Extraits : « La mise sous surveillance permanente de la population a déjà
commencé ; elle va durer plus d’un siècle » (p 103), « La
tournée du Caid obéit à des règles protocolaires précises . L’improvisation n’est pas de mise. Ce
serviteur zélé du pouvoir colonial est un personnage puissant et influent. Son
pouvoir est très étendu. Les habitants doivent lui réserver un acceuil digne de son rang ; aucune négligence n’est
tolérée. Les femmes sont invitées à lancer des « you-you » dès qu’il
aura franchi l’entrée du douar. Quant au festin qui doit être servi, il est
déjà prêt » (p 107), « Malgré sa nudité, la statue (de Ain Fouara , à Sétif) ne choque pas.Oui,
c’est une nudité candide, innocente, dont seuls les grands artistes possèdent
le secret » (p 188), « En guise de remerciements pour leur dévouement
à la patrie (lors de la Grande Guerre avec 173 000 militaires
« indigènes » dont 85 000 engagés....et 25 000 tombés à
Verdun) , les autorités françaises poursuivent une politique de discrimination
à leur égard. Le sacrifice est le même mais la reconnaissance, la récompense ,
est différente » (p 213), « Le 8 mai 1945 a montré , dans le sang et
les larmes, qu’il n’y aura aucune possiblité de
solution pacifique au problème algérien » (p 320), « Ceux qui
décident de rester aux côtés de l’ armée coloniale, l’ont décidé en toute
liberté. Ils ont fait leur choix en leur âme et conscience........Les plaies ne
seront plus jamais refermées » (p 347)
Avis : Agréable et très
facile à lire . Style clair et simple.....et, une fois
n’étant pas coutume aucune « coquille » . De
plus une histoire , basées sur des faits réels, celle
d’une famille et d’une région, et, aussi, un peu de l’Histoire nationale, qui
défile ,de manière chronologique mais prenante, parfois passionnante. On se
sent tous concernés.
Ouvrage un trop épais...ce qui pourrait
décourager les lecteurs , surtout les non-natifs de Bougaâ.

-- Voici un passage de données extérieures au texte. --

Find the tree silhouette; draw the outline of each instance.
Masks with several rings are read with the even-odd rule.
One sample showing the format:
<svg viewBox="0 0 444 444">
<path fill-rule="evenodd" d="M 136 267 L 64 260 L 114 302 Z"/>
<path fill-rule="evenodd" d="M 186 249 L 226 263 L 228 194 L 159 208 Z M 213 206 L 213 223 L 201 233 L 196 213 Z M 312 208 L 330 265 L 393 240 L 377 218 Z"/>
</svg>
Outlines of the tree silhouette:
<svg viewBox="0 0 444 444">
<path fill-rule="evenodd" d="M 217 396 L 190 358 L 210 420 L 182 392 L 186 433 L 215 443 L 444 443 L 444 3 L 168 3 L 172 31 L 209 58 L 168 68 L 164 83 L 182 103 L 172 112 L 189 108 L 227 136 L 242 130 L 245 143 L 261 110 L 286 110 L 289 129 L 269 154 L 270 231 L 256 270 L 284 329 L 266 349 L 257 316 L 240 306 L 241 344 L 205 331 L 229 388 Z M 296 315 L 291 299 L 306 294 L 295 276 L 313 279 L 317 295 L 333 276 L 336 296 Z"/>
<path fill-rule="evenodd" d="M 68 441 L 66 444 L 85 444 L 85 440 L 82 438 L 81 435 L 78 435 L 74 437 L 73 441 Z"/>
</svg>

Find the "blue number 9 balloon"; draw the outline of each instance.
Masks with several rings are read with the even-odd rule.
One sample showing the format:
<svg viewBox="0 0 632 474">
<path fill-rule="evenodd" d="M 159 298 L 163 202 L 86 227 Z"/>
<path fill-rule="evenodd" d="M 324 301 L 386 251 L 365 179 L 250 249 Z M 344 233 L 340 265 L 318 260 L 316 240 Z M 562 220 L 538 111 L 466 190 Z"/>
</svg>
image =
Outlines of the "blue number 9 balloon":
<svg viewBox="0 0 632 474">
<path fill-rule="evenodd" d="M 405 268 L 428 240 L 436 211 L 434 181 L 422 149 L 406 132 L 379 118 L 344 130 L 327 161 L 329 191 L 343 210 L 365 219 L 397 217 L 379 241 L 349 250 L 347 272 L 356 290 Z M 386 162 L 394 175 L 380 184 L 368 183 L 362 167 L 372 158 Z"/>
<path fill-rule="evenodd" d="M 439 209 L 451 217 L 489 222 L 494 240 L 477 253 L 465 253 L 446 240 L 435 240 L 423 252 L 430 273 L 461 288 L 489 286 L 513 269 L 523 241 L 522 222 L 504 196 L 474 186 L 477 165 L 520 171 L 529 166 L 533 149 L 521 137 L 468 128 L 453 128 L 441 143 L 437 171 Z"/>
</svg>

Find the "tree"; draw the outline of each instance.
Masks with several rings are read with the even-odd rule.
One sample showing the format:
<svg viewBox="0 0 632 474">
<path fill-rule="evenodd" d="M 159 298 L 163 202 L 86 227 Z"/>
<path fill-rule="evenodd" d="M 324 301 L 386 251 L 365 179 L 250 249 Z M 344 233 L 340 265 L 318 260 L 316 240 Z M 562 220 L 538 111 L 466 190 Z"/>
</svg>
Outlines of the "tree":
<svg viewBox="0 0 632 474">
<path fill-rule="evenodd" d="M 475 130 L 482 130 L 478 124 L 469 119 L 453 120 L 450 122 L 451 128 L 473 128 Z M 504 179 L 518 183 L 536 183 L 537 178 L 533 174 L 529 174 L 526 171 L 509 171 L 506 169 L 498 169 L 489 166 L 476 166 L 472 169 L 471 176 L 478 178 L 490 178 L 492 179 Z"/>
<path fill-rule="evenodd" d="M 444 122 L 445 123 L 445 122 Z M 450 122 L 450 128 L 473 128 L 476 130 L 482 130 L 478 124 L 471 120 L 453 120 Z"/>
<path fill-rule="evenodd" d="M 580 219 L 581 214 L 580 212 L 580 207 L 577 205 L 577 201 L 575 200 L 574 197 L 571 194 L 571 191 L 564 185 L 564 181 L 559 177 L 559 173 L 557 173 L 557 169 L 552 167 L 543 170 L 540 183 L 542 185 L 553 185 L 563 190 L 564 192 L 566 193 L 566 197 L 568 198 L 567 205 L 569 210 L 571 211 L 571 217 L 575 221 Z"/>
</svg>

Citations : « Les colons ne veulent rien lâcher, pas même un brin de leurs
minces privilèges . Ils ne voient dans l’indigène
qu’un ennemi à qui il faut disputer la terre. Instinctivement, ils le haïssent,
le poursuivent sans cesse, le dépouillant quand ils le peuvent. Pour le colon,
l’arabe indigène est d’une race
abâtardie, immorale ; il doit être chassé, impitoyablement » (p 110)
, « Le caïd est le maître, il fait ce qui lui plaît !Il règne en
véritable seigneur.......Il pénètre directement dans l’escroquerie en
dépouillant ses compatriotes de ce qu’ils ont de plus précieux, la terre »
(p 133), « Vers la fin des années trente, le jeune algérien n’a ni
passé ni avenir. Il a faim » (p
276), « A leur tour, elles (les
cellules de l’oragnisation civile du Fln) seront
décapitées mais, aussitôt celles-ci détruites, d’autres naîtront pour prendre
le relais. C’est comme un arbre ; vous avez beau scier le tronc, d’autres
branches repouusent.....et le cycle continuera , jusqu’à l’indépendance » (p 357).